After four (four!) hours we’ve finally made it: the last shot; a drug-fuelled freeze-frame of Noodles laughing. The shot is often considered a bookend to one protracted hallucination. Others take it as a death throe. Either way, it’s an unnervingly enigmatic flourish; a Mona Lisa smile in an opium den.
“Deborah’s Theme” by Ennio Morricone
She’s Gotta Have It leaves us with each actor announcing their own credit as they snap the clapperboard. The final shot is Spike Lee calling “Action,” saying his name, and then pumping his arm into the air. The smile on his face says what goes unsaid. Spike has arrived, and cinema will never be the same. The moment is silly, joyous, and revelatory in hindsight.
“Personal Intro” by M.C. Logic
Ever since Sutter Cane’s latest novel dropped things have really gone to hell…quite literally. John Trent (Sam Neill), the man responsible for bringing Cane’s manuscript into the world, has escaped from a psychiatric facility. Well escaped isn’t quite right; sauntered out really. Stumbling through the wreckage of civilization Trent wanders into a movie theatre, where his own life plays out on screen. He throws his head back in anguish and exasperation, his pained guffaws slipping into a sob; he’s just an insignificant cog in someone else’s story. But hey, when your life’s a cosmic joke, what else is there to do but laugh?
“In The Mouth of Madness” by John Carpenter, Jim Lang, and Dave Davies
An intimate dinner party has spiraled into chaos. But then, what could be more intimate than a forced murder-suicide pact? In spite of their host’s best efforts, Will (Logan Marshall-Green) and his partner Kira (Emayatzy Corinealdi) are still alive. With her dying breath, the self-destructive Eden asks to be taken outside. The couple obliges. And then they hear sirens. Then they notice, to their horror, the sight stretched before them: dozens of homes, dotted with the same red lanterns as theirs: a sign that the scope of the death cult is much, much larger than they could have imagined. Terrified, but together, the pair hold hands.
“O My Child” by Craig Wedren and Benjamin Newgard
This week on “So You Thought You’d Escaped an Oppressive Totalitarian Regime”: Sam’s breakneck getaway was too good to be true. It turns out his happy ending is but a lobotomy-induced fantasy. Though, in his blissfully scrambled state, Sam seems to have finally found some kind of peace: smiling slightly, softly humming “Aquarela do Brasil.”

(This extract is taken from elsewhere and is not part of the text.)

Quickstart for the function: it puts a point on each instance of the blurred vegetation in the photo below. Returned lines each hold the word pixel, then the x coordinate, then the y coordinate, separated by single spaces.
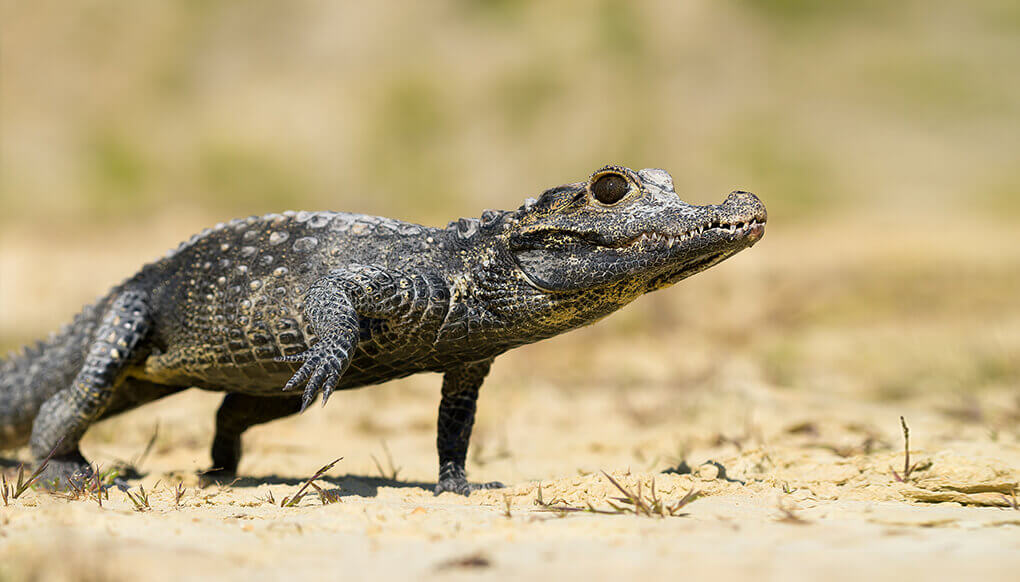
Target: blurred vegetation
pixel 112 111
pixel 119 117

Bob Fosse’s Cabaret reigns supreme as far as musical adaptations are concerned. In the film’s final shot, the MC (Joel Grey) is, we assume, going to end on a bang with a modified version of the opening “Wilkommen” number. Nearing the end, he bows swiftly and disappears backstage without finishing the last line; thwarting expectation, and abandoning the drumroll as the camera pans by a mirrored wall, reflecting the Swastikas in the audience. Leave ‘em wanting more.
After Laurence Fishburne’s Dap tears through Mission College, waking the students and the faculty, a crowd gathers around him. His mortal enemy, Giancarlo Esposito’s Julian, wanders toward him, and the two stand nose-to-nose. A smile crosses Julian’s face, and the two turn to the camera. “Please,” says Dap. “Wake up.” Morning has arisen, but don’t be fooled by its glow. Ernest Dickerson’s sunlight painting aesthetic recedes, and as an alarm clock screams, the image retreats to a black-and-white frame. The bullshit has to stop. Action is required beyond Mission College. They gotta get woke and stay woke.

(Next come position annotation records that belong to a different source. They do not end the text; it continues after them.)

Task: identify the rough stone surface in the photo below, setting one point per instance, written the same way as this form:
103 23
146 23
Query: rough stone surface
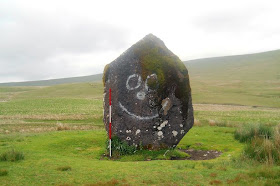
151 96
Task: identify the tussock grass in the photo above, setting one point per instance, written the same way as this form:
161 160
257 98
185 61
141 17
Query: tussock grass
120 147
61 126
263 143
64 168
11 155
3 172
248 132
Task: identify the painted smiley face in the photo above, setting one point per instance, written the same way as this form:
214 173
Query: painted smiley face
139 89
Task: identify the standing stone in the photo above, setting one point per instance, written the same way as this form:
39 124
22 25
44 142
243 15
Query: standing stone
151 96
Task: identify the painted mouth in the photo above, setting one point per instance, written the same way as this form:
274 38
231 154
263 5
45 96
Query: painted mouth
136 116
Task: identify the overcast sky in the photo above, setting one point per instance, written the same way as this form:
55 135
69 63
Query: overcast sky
63 38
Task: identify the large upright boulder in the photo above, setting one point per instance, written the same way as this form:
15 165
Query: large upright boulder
151 96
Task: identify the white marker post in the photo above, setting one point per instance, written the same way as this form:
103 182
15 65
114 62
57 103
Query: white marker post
110 122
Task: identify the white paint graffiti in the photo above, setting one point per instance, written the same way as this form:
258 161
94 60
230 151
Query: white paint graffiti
138 82
174 133
148 77
136 116
141 95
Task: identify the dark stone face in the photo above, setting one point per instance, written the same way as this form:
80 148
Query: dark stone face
151 97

“We’ve Already Said Goodbye (Before We Said Hello)” by Pieces of a Dream
Julia’s new eyes are too damaged, and cannot be saved. In her last few sighted hours, Julia says her final goodbyes to the corpse of Iván, the nursing aide. Upon seeing his face, she realizes that her eyes, the ones she’s about to lose, were donated by Iván. Rushing to the mirror, she looks into her eyes, his eyes, for the last time.
“You Promised” by Fernando Velázquez
In the final shot of Geoff Murphy’s criminally under-seen Kiwi sci-fi epic, Zac wakes up on a beach to find bizarre cloud formations rising from the sea, and a massive ringed planet emerging on the horizon. The image is fantastical and strange; like a pulp novel made animate. Our hero has found himself on the shores of an otherworldly purgatory, but damn if it ain’t beautiful.
“Saturn Rising” by William Southgate
Two sisters clutch each other’s hands. They’ve dumped their father’s letter to their Aunt in the water. His truth will not be known. Their truth is what matters. As the camera pulls slowly back, Eve’s adult self puts a button on their story. Memory is a selection of images that weaves together to form an intricate tapestry. Within its thread is a story, and that story is their past. The two sisters transform into tiny dots on a landscape, but their future rests in the sunset, and they will meet it together.